Maximizing submodular functions under submodular constraints
Proceedings of the Thirty-Ninth Conference on Uncertainty in Artificial Intelligence, PMLR 216:1618-1627, 2023.
We consider the problem of maximizing submodular functions under submodular constraints by formulating the problem in two ways: SCSKC and DiffC. Given two submodular functions f and g where f is monotone, the objective of SCSKC problem is to find a set S of size at most k that maximizes f(S) under the constraint that g(S) < theta, for a given value of theta. The problem of DiffC focuses on finding a set S of size at most k such that h(S) = f(S)-g(S) is maximized. It is known that these problems are highly inapproximable and do not admit any constant factor multiplicative approximation algorithms unless NP is easy.

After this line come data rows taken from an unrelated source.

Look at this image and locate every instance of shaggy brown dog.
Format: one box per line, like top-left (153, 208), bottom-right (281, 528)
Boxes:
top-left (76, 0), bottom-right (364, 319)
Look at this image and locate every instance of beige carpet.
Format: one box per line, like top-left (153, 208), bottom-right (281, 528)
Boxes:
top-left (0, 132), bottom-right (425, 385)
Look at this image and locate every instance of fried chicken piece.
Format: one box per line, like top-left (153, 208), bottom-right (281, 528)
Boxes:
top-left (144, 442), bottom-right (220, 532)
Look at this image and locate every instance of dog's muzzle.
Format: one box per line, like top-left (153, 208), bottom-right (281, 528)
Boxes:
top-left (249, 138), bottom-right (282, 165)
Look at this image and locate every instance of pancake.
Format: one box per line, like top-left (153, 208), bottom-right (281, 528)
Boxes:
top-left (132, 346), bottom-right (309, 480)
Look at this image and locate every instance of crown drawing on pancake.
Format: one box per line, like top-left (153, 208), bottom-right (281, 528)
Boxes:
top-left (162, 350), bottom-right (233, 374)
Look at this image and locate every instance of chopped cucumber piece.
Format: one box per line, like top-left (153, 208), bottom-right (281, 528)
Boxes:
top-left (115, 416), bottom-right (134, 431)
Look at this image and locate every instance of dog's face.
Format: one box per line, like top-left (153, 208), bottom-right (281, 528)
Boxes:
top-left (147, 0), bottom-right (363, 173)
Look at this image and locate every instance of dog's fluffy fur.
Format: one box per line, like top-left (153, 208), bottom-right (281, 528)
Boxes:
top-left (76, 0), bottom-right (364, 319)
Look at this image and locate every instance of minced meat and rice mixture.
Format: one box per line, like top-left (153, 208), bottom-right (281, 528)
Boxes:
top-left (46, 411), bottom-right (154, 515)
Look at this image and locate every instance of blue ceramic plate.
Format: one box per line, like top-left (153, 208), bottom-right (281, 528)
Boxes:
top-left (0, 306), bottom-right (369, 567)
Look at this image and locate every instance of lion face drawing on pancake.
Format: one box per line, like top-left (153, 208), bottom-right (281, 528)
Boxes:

Known approximation algorithms involve data-dependent approximation factors that are not efficiently computable. We initiate a study of the design of approximation algorithms where the approximation factors are efficiently computable. For the problem of SCSKC, we prove that the greedy algorithm produces a solution whose value is at least (1-1/e)f(OPT) - A, where A is the data-dependent additive error. For the DiffC problem, we design an algorithm that uses the SCSKC greedy algorithm as a subroutine. This algorithm produces a solution whose value is at least (1-1/e)h(OPT)-B, where B is also a data-dependent additive error. A salient feature of our approach is that the additive error terms can be computed efficiently, thus enabling us to ascertain the quality of the solutions produced.